Karya-karyanya sangat dipengaruhi ilmu bahasa dan semiotik. Oleh Kellner
karyanya dipandang sebagai suplemen semiologis terhadap teori polisik Marx.
Cara
Boudrillard melukiskan kehidupan post-modern bahwa kehidupan post-modern
ditandai oleh simulasi. Yaitu
mengarah pada kehidupan simulacra, oleh
Kellneer diartikan semacam “reproduksi obyek dan atau peristiwa”. Dalam
kaburnya perbedaan antara tanda dan realitas, maka semakin sukar mengenali yang
tulen dai barang tiruan. Ia mengilustrsikan larutnya kehidupan kedalam TV, dan
sebaliknya larutnya TV kedalam kehidupan. Jadi, simulasilah yang berkuasa;
manusia menjadi budak simulasi.
Hiperrealitas menjadi konsep penting.;
media, seperti surat kabar, TV, tabloid berhenti menjadi cermin realitas,
tetapi kemudian media menjadi realitas itu sendiri. Pada kerangka ini Boudrillard memperlihatkan
kultur yang mengalami revolusi dan merupakan bencana besar. Karena menyebabkan
massa meenjadi pasiv ketimbang memberontak seperti yang diperkirakan Marx.
Teori
Sosial Post-Modern dan Teori Sosiologi
Sebagian
berpendapat bahwa post-modern tak dapat dipandang sebagai teori, paling tidak
dalam pengetian yang teori yang lazim. Tetapi menurut Ritzer, khususnya
terhadap Boudrillard masih dapat
dimasukkan dalam jajaran teori sosial (sosiologi). Penerimaan terhadap
Boudrillard ini jika diteliti membuka pintu masuk bagi sejumlah nama lain,
seperti Jameson. Bagaimanapun sejauh inigagasan post-modern mempunyai implikasi
terhadap bagian substansial dari dunia sosial, bahkan menggairahkan.
Penerapan
Teori Sosial Modern
Inovasi
baru pada kehidupan sosial modern karena mereka sangat rasional. Rasionalistas
yang tinggi pada masyarakat modern ini bukan hanya memampukan mereka (dalam
pemikiran Simmel, membebaskan) tetapi
juga menciptakan masalah-masalah bagi mereka. Rasionelitas ternyatas tidak
serta merta menhyelesaikan masalah. Disinilah signifikansi teori post-modern
. Dalam cara Weber menjelaskan
rasionalisasi menampilkan disenchantment;
akibat rasionallisasi adalah semakin tidak menarik, dunia kehilangan elemen
magis. Maka, melalui teori post-modern
dikenalkan re-enchanchment. Atau, re-enchanchment
dari alat-alagt konsumsi baru menjadi jalan keluar bagi disenchantment.

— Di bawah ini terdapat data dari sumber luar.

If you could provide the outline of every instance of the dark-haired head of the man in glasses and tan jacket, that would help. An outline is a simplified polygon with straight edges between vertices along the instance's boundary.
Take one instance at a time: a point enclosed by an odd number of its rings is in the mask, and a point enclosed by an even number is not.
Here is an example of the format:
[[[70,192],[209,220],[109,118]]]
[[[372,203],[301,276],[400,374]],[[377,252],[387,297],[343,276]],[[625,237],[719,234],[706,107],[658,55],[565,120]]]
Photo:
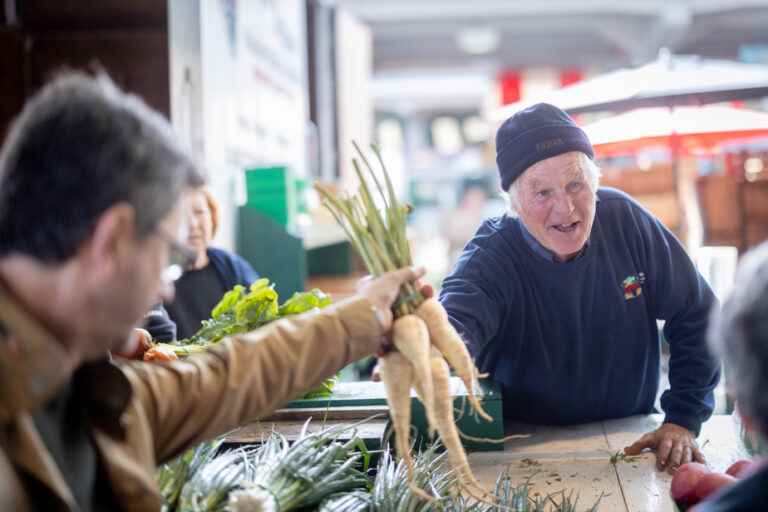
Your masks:
[[[172,296],[167,271],[188,254],[179,198],[201,183],[140,99],[103,75],[61,76],[0,154],[0,278],[75,360],[102,358]]]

Simulasi. Alasan penting penciptaan
simiulasi – atau pengubahan fenomena “riil” menjadi simulasi—adalah bahwa
mereka dapat dibuat lebih spektakuler ketimbang aslinya, dengan demikian dapat
lebih menarik konsumen.
Implosi (implosion). Dunia yang
berkembang cepat merepresentasikan semacam pertunjukan yang menarik konsumen ke
dalamnya dan membuat mereka mengonsumsinya.
Kritik
dan Teori Sosial Post-Modern
- Kegagalannya untuk berbuat sesuai dengan standar ilmiah. Dengan riset empiris sebagaimana digunakan kaum modernis, ide-ide teori post-modern tidak dapat dibuktikan.
- Lebik baik melihat teori post-modern sebagai ideologi. Karena, pengetahuan yang dihasilkan post-modernis ini tidak dapat dilihat sebagai suatu ide saintifik.

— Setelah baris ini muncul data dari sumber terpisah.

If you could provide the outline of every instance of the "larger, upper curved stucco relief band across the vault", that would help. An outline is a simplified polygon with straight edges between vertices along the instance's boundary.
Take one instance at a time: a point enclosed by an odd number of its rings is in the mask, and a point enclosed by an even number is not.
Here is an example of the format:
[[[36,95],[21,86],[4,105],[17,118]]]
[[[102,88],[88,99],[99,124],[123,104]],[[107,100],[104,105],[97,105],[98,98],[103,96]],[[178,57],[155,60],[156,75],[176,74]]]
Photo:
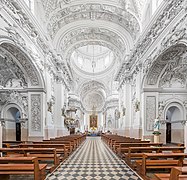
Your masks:
[[[136,39],[140,32],[140,26],[136,18],[124,9],[106,4],[78,4],[61,9],[54,14],[47,26],[51,38],[59,29],[66,24],[78,20],[105,20],[122,26],[127,29],[133,39]]]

- Sifat eksesiv dari dari kebanyakan diskursus post-modern menyulitkan sebagian besar orang di luar perspektif ini untuk menerima prinsip dasarnya.
- Ide-ide post-modern seringkali sangat kabur dan abstrak sehingga sulit untuk menghubungkannya dengan dunia sosisal.
- Dalam analisisnya, teoritisi sosial post-modern seringkali melancarkan kritik terhadap masyarakat modern, namun kehilangan validitasnya karena kekurangan basis normativ untuk membuat penilaian.
- Kekuarangan suatu teori tentang agen. Karena penolakan terhadap subyek dan subyektivitas.
- Tidak mempunyai visi bagaimana masyarakat itu seharusnya.
- Sangat pesimis.
- Mengabaikan hal-hal yang dianggap penting dimasa kita.
Evaluasi
Umum
Pertama, hemat saya, nampaknya tidak
sepenuhnya fairness cara Ritzer sepanjang diringkas dalam kertas
kerja ini dalam memberikan komentar dan kritik terhadap post-modern. Yaitu
menilai post-modern dengan menggunakan ukuran yang biasa dipakai kaum modernis.
Yang paling prinsip adalah kedua “bacaan” ini (modernis dan post-modernis)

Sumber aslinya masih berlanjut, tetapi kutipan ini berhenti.